Re: The INN/mmap bug

From: Alexander Viro (viro@math.psu.edu)
Date: Mon Sep 18 2000 - 12:58:04 EST

Next message: Chris Mason: "Re: The INN/mmap bug"
Previous message: J.A. Magallon: "init/main.c do-while bug still there ?"
In reply to: Linus Torvalds: "Re: The INN/mmap bug"
Next in thread: Linus Torvalds: "Re: The INN/mmap bug"
Reply: Linus Torvalds: "Re: The INN/mmap bug"
Messages sorted by: [ date ] [ thread ] [ subject ] [ author ]

OK, let's see. I've tried to describe what we have now (marking the
bugs) + proposal that would give somewhat saner logics (in the end of
posting). Comments are more than welcome.

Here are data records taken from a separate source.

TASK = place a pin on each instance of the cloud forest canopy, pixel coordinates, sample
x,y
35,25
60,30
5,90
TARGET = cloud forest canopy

        * life of the page is clearly divided in two parts - before it can
be mapped to a user context and after that.
        * no read requests can be issued in the second stage, by that
time page should be permanently up-to-date [ClearPageUptodate() in
generic_file_write() is a bug]
        * buffer ring can be dropped only under the page lock.
        * on the first stage buffer ring can be dropped only if the page
doesn't contain data that would be more recent than data in fs.
        * on the second stage buffer ring can be dropped if there is no IO
scheduled or in progress [note: buffer_tied() might be handy, meaning
"dirty or under IO"; i.e. when ll_rw_block() does or will need this bh]
        * we have several bh state components and the thing is a big,
fscking mess. If we look at the areas outside of the page lock we have:

1st stage, !uptodate, !mapped contents is either the same as on disk
                                or it's a junk.
1st stage, !uptodate, mapped failed attempt to read. contents may be
                                the same as the last data on disk or
                                it may be junk
1st stage, uptodate, !mapped hole. Contents is all-zeroes. It may also
                                be a result of failed attempt to map - we
                                have no way to tell.
1st stage, uptodate, mapped data. Same as on-disk or newer.
2nd stage, !uptodate, !mapped contents is same or newer than on disk,
                                mapping unknown. [Recipe for disaster,
                                since the current code may try to read it;
                                should be map-and-be-done-with-that]
2nd stage, !uptodate, mapped failed attempt to read that should never
                                happen. [Bug]
2nd stage, uptodate, !mapped hole. Contents may be nonzero due to
                                access via mmap(). May be a result of
                                failed attempt to map [we don't handle
                                such errors]
2nd stage, uptodate, mapped data. Same as on disk or newer.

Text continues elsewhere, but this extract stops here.